Based on the allele likelihood and non-reference observation likelihood, we calculate a likelihood value for each type of candidate SNP, insert and delete. Then for each type, we set a threshold value and if a candidate passes the threshold value, we propose the candidate to DeepVariant for genotyping.
PEPPER-HP: Code availability
PEPPER-HP is available at https://github.com/kishwarshafin/pepper as a submodule.
Margin
Margin is a suite of tools employing Hidden Markov Models (HMMs) to perform genomic analysis with long reads. MarginPhase (the first module) was introduced alongside WhatsHap as a tool performing joint genotyping and phasing [22]. MarginPolish (the second module) was introduced as a graph-based assembly polisher which can do standalone polishing and is the first step in a two-part polishing framework MarginPolish-HELEN [13]. Release 2.0 of Margin incorporates both tools into one suite, including diploid-aware polishing in MarginPolish which has informed improvements in a new iteration of MarginPhase.

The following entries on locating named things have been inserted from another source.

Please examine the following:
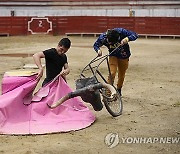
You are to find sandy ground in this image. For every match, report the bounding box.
[0,36,180,154]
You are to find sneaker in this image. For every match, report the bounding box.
[117,88,122,96]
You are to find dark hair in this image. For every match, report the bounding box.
[58,38,71,49]
[107,29,119,43]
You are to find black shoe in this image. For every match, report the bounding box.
[117,88,122,96]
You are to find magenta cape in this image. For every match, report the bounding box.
[0,75,95,134]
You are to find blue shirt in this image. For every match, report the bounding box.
[93,28,138,59]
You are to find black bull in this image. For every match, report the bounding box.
[47,77,116,111]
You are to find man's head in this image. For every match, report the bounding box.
[56,38,71,55]
[107,29,120,44]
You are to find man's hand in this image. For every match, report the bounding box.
[97,49,102,57]
[121,37,129,45]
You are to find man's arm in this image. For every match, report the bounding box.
[33,52,45,79]
[60,63,70,77]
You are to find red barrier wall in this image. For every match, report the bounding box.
[0,16,180,35]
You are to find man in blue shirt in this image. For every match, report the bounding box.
[93,28,138,95]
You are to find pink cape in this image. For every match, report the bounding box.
[0,75,95,134]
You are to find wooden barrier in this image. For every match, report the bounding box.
[0,16,180,38]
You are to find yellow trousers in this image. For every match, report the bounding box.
[108,56,129,89]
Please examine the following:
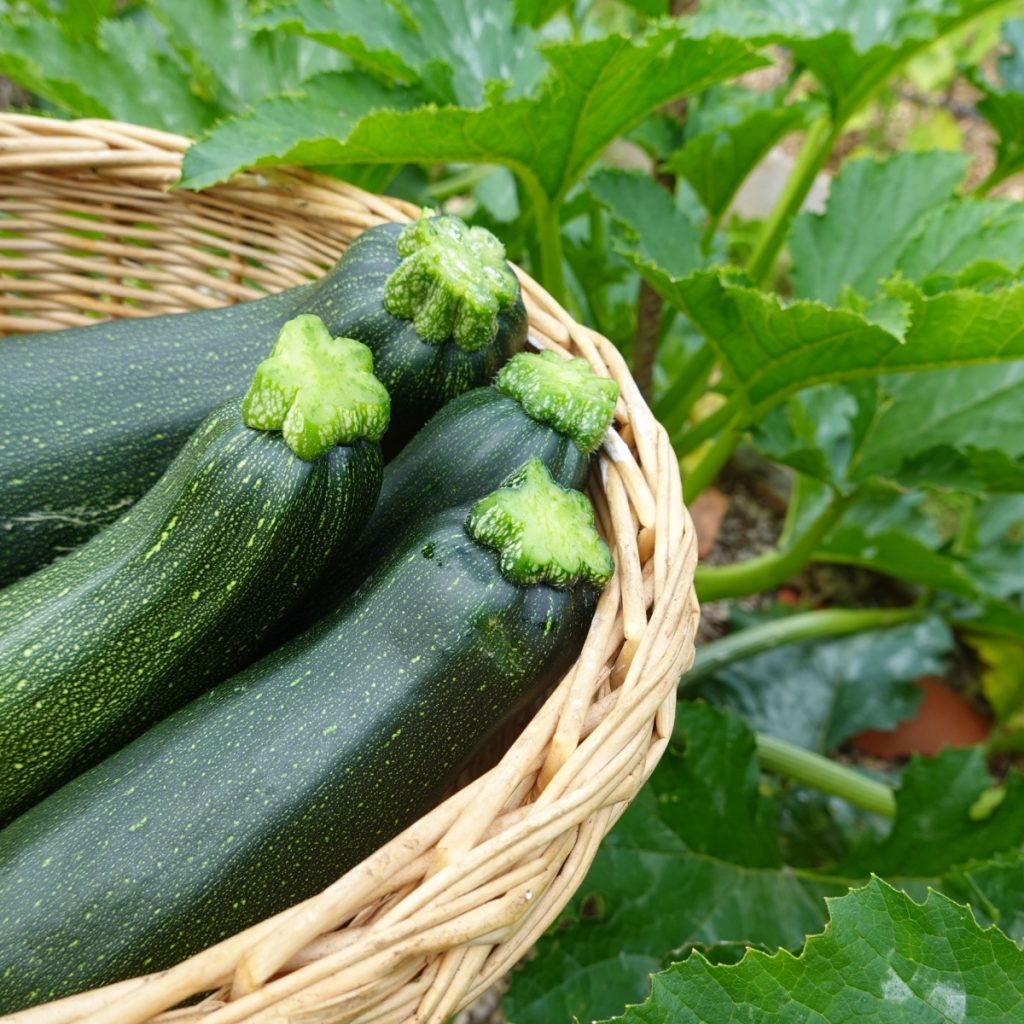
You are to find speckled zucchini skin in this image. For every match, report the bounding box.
[0,280,313,586]
[299,387,590,622]
[0,399,382,823]
[0,508,595,1012]
[0,224,526,586]
[323,223,526,457]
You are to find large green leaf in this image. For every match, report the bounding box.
[148,0,339,114]
[794,483,1024,614]
[504,701,1024,1024]
[694,0,999,121]
[754,360,1024,492]
[839,746,1024,881]
[587,169,703,276]
[0,17,218,134]
[183,26,761,193]
[182,71,422,187]
[790,152,967,305]
[598,879,1024,1024]
[0,0,341,135]
[504,703,845,1024]
[259,0,544,106]
[663,270,1024,420]
[895,200,1024,292]
[683,618,952,754]
[944,850,1024,943]
[790,152,1024,304]
[666,86,808,222]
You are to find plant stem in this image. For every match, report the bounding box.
[633,279,662,401]
[679,605,926,690]
[672,391,740,456]
[654,344,715,437]
[521,186,566,306]
[746,115,842,285]
[757,732,896,818]
[683,423,741,502]
[694,495,847,601]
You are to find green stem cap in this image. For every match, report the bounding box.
[466,459,615,589]
[383,213,519,352]
[495,352,618,455]
[242,313,391,462]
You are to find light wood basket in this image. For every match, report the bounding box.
[0,115,698,1024]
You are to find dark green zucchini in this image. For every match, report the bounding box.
[0,211,526,586]
[0,316,388,824]
[0,463,612,1012]
[315,217,526,457]
[296,352,618,622]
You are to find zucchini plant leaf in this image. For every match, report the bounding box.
[665,86,809,223]
[503,700,1024,1024]
[148,0,342,115]
[181,71,423,187]
[587,169,705,276]
[0,0,341,135]
[790,152,967,305]
[182,25,763,197]
[693,0,999,121]
[257,0,544,106]
[943,850,1024,945]
[682,617,952,754]
[667,270,1024,420]
[605,879,1024,1024]
[794,481,1024,614]
[754,361,1024,493]
[838,746,1024,882]
[790,152,1024,304]
[0,16,219,134]
[503,702,846,1024]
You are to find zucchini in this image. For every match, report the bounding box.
[0,211,526,586]
[0,315,388,823]
[0,463,612,1012]
[296,351,618,622]
[309,216,526,454]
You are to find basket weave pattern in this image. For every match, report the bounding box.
[0,115,698,1024]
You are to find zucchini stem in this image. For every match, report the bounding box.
[694,495,849,601]
[757,732,896,818]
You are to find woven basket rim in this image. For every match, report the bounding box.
[0,114,698,1024]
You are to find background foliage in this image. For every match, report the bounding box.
[0,0,1024,1024]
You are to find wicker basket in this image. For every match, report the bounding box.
[0,115,697,1024]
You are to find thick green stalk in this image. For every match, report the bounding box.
[520,185,567,306]
[683,424,742,502]
[757,732,896,818]
[694,495,847,601]
[679,605,925,690]
[746,115,843,285]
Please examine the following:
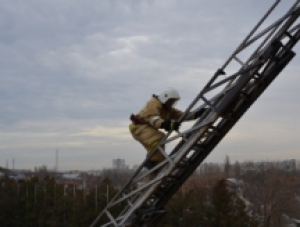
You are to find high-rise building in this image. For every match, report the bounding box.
[113,158,126,169]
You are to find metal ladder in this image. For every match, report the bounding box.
[90,0,300,227]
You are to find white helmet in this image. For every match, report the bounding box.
[158,88,180,104]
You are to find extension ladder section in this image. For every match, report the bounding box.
[91,0,300,227]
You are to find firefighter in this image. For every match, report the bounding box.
[129,88,205,179]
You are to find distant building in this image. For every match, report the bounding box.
[113,158,126,169]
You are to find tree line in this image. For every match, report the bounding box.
[0,160,300,227]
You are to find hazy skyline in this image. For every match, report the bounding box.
[0,0,300,169]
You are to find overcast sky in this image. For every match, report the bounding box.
[0,0,300,170]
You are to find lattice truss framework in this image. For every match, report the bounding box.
[91,0,300,227]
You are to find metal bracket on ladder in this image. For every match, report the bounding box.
[90,0,300,227]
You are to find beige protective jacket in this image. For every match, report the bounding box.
[129,96,192,162]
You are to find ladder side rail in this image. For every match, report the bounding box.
[221,0,281,70]
[241,6,299,54]
[151,49,293,227]
[150,31,300,226]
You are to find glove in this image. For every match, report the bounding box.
[160,120,180,132]
[195,108,206,119]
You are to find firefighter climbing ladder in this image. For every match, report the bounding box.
[91,0,300,227]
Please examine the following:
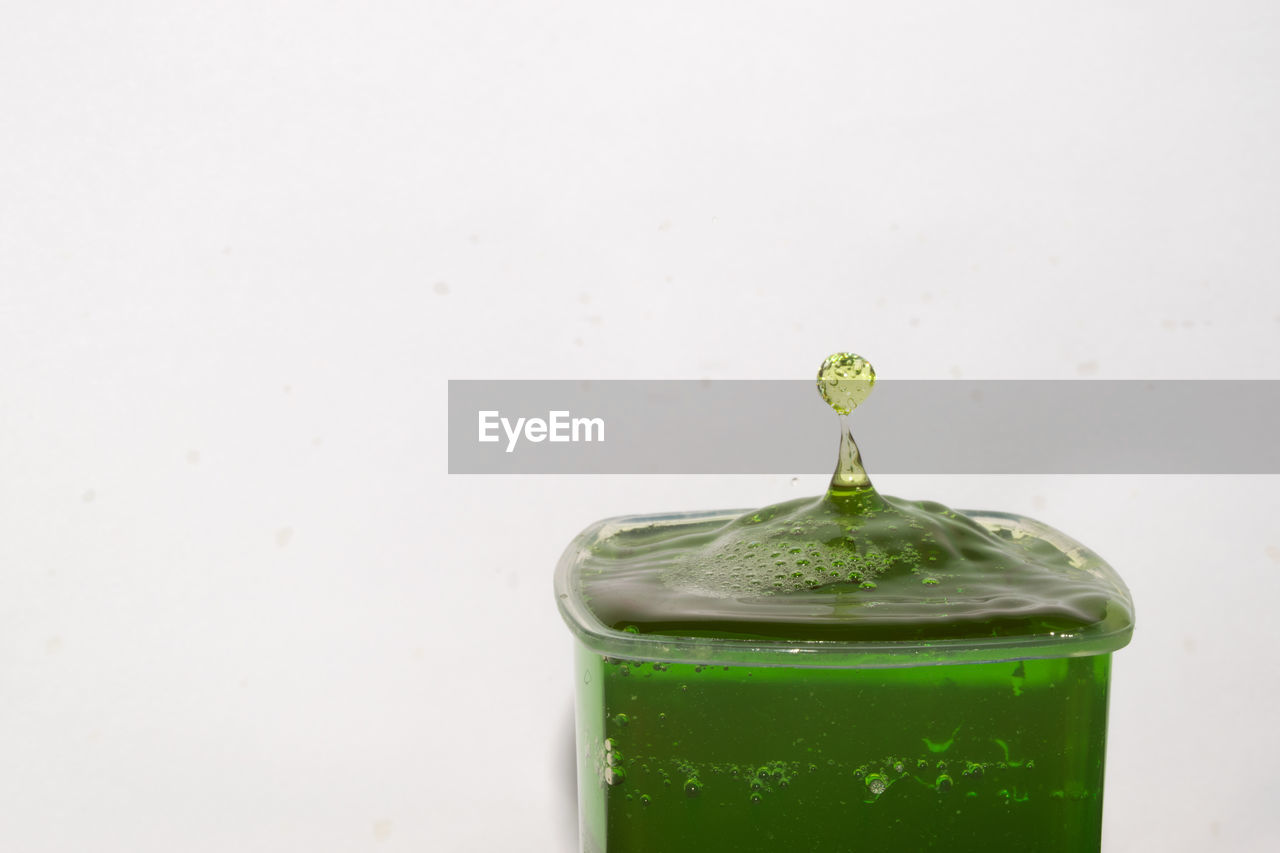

In this paper we focus exclusively on improvements made to the phasing submodule. The core partitioning algorithm is described in our previous work [22], but we provide a summary here of the previous methodology, followed by a description of the modifications made in the current iteration. First, we give a high-level overview of the phasing workflow.
Overview
Margin takes as input an alignment (BAM), reference (FASTA), and variant set (VCF). It determines regions to run on from the alignment and variant set, and it breaks the input into chunks to enable multiprocessing. For each chunk, it extracts reference substrings around each variant site, and read substrings aligning around each variant site. For each variant site, it calculates the alignment likelihood between all substrings and all variant alleles. These likelihoods are used in the core phasing algorithm which bipartitions reads and assigns alleles to haplotypes. After all chunks have been analyzed, we stitch the chunks together to produce results across whole contigs. Last, we output a copy of the input BAM with haplotagged reads and a copy of the input VCF with phased variants.
Parameterization
Margin is parameterized with a configuration file. For each configuration, parameters are grouped into polish and phase sections. There is overlap in the parameters used by both submodules, so some parameters used by the phasing algorithm fall under the polish heading and vice versa. When referenced in this document, we specify the full path of the parameter and the default value associated with the intended configuration.
Core Phasing Algorithm
For the core phasing algorithm, we construct a graph G = (VG, EG) describing all possible bipartitions of reads with positions as variant sites, vertices as a combination of position and read bipartitions, and edges as possible transitions between bipartitions for adjacent positions. For example, at postition Pi with aligned reads R1 and R2, we have the possible vertices Vi0 with haplotypes H1 = {R1,R2} and H2 = {} (R1, R2), Vi1 = R1/R2, Vi2 = R2/R1, and Vi3 =./R1 R2. At position Pj with the same aligned reads R1, R2 and a new read R3, vertex Vj0 = R1, R2, R3/. and Vj1 = R1, R2/R3 are both connected to vertex Vi0 because all reads shared between vertices are have the same haplotype assignment, but Vj2 = R1/R2, R3 is not connected to Vi0 because read R2 has different haplotype assignments in the two vertices. We extend each vertex as described above to additionally represent all possible genotypes. After running the forward-backward algorithm on this graph, at each position the posterior distribution over states describing read bipartitions and genotypes can be marginalized to determine the most likely genotype.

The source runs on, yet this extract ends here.